The report (.pdf) examines how technological innovations, the proliferation of personal health data and advances in health-care delivery will shape the global health economy over the next ten years. Among the forecasts is the development of "therapeutic cities," where infrastructure, services and communities will support the public in making healthier decisions and foster biomedical research:
Cities are once again becoming key sites for both crisis and innovation in health and health care, highlighted by unique urban health challenges and innovative public health responses that we can see today... A new technological framework that will enable us to map the linkages between places and public health, creating a holistic view of the “therapeutic city,” will support this renewed focus on urban health.
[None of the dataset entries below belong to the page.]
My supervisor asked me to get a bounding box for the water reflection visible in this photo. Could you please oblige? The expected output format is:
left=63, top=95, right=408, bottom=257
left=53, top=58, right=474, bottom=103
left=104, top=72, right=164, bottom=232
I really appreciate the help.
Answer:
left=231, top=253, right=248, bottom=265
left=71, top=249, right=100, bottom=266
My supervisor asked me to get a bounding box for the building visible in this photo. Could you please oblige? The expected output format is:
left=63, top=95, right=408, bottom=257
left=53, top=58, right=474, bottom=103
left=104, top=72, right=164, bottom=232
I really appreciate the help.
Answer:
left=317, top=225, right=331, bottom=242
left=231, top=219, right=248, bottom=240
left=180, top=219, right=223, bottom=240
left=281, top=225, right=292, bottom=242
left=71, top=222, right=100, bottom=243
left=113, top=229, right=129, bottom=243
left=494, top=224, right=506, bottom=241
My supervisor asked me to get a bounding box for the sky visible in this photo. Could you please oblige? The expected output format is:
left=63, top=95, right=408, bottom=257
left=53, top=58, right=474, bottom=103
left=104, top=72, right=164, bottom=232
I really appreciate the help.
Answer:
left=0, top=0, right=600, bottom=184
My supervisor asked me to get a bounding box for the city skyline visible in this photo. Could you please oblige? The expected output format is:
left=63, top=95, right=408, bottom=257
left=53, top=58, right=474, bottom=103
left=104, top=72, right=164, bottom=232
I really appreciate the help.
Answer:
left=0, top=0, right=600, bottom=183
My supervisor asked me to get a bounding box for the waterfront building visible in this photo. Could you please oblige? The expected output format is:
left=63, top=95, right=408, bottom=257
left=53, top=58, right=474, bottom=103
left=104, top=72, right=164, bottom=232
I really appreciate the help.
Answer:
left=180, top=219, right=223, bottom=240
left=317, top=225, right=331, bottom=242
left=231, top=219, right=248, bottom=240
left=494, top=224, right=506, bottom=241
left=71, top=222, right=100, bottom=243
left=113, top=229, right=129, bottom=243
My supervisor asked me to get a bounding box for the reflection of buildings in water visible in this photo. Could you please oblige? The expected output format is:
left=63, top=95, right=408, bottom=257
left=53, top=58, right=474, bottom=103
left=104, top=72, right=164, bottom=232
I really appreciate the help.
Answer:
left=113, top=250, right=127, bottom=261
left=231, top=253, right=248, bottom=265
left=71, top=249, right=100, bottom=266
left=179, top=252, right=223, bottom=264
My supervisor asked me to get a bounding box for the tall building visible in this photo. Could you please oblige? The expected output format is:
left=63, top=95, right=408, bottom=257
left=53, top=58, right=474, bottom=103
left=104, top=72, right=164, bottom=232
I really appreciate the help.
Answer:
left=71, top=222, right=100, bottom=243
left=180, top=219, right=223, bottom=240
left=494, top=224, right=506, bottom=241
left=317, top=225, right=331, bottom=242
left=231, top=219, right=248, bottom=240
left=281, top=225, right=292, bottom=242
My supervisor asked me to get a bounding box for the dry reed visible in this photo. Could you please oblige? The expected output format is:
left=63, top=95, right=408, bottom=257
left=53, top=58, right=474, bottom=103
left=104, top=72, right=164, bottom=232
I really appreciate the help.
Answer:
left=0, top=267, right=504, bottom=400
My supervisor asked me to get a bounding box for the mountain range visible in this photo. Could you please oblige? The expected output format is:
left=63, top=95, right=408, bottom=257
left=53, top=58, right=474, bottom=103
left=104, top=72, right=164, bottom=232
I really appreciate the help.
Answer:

New systems of infrastructures, communities, and services will emerge to promote healthy and sustainable living. New technologies will vastly expand our ability to measure, visualize, and act on complex urban systems in real time. Mobile health devices and services will blur the line between environmental sensing and health sensing, and mass use of mobile devices will blur the line between individual health and public health while utterly trans- forming our models of urban populations.